Encourages creative and innovative thinking.

About Johannes

Johannes Yeh is a Research Associate Professor and Director of the CSHL Antibody and Phage Display Shared Resource at Cold Spring Harbor Laboratory, where he also serves as a Cancer Center Member. He earned his Ph.D. from the University of Cambridge in 2006. The Yeh Lab was established at Cold Spring Harbor Laboratory in 2016. Prior to this, Dr. Yeh developed extensive experience in biologics and natural product-like molecules for therapeutics and diagnostics. His past research has contributed to the foundation of start-up companies, academic-industry technology transfer licenses, and FDA-approved drugs or drugs in clinical trials. His work has focused on oncology and immuno-oncology, collaborating with clinical centers and industry organizations to advance molecules from bench to patients.

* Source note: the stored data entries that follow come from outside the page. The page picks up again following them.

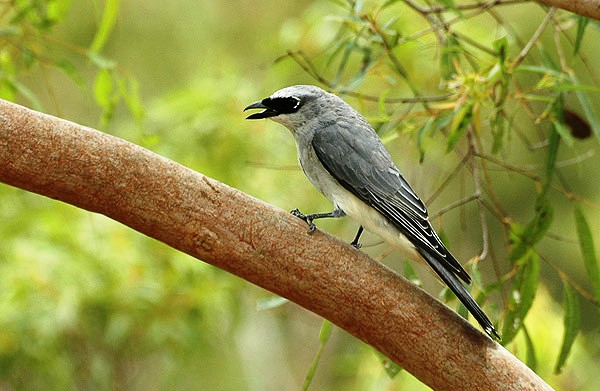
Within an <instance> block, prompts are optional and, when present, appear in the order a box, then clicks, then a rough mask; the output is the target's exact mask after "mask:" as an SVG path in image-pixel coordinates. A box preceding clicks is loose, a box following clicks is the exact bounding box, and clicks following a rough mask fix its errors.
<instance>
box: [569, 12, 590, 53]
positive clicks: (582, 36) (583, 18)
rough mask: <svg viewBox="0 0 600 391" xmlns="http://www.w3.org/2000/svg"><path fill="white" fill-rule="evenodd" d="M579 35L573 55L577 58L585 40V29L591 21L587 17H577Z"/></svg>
mask: <svg viewBox="0 0 600 391" xmlns="http://www.w3.org/2000/svg"><path fill="white" fill-rule="evenodd" d="M576 18H577V35H576V37H575V44H574V45H573V55H574V56H576V55H577V53H579V48H580V47H581V40H582V39H583V34H584V33H585V28H586V27H587V24H588V22H589V21H590V20H589V19H588V18H586V17H585V16H581V15H577V16H576Z"/></svg>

The Yeh Lab investigates the mechanisms by which dysregulated cell signaling causes diseases such as cancer. The group employs biomolecular engineering, chemical biology, and biotechnology approaches to dissect signal transduction pathways, target protein functions, and develop therapeutics that abrogate pathological cellular behavior. Key efforts include engineering biologics such as antibodies and proteins, peptidomimetics, natural product-like macrocycles, and cells as therapeutics and diagnostics to modulate interactions between cancer cells and the tumor microenvironment, block oncogenic receptors, transcription factors, and extracellular matrix proteins, and activate anti-tumor immunity. Notable achievements include therapeutic monoclonal antibody inhibitors that prevent inflammation-induced awakening of dormant cancer cells. Key publications include 'Neutrophil extracellular traps produced during inflammation awaken dormant cancer cells in mice' in Science (2018), 'Amino-Acid-Catalyzed Direct Aldol Bioconjugation' in Organic Letters (2018), 'Detection of incipient pancreatic cancer with novel tumor-specific antibodies in mouse models' on bioRxiv (2020), 'A synthetic KLHL20 ligand to validate CUL3KLHL20 as a potent E3 ligase for targeted protein degradation' in Genes & Development (2022), 'Manipulating PTPRD function with ectodomain antibodies' in Genes & Development (2023), 'Plasma cells in human pancreatic ductal adenocarcinoma secrete antibodies to self-antigens' in JCI Insight (2023), and 'Temporal and Spatial Characterization of CUL3KLHL20-Driven Targeted Degradation of BET Family BRD Proteins by the Macrocycle-Based Degrader BTR2004' in ACS Chemical Biology (2025).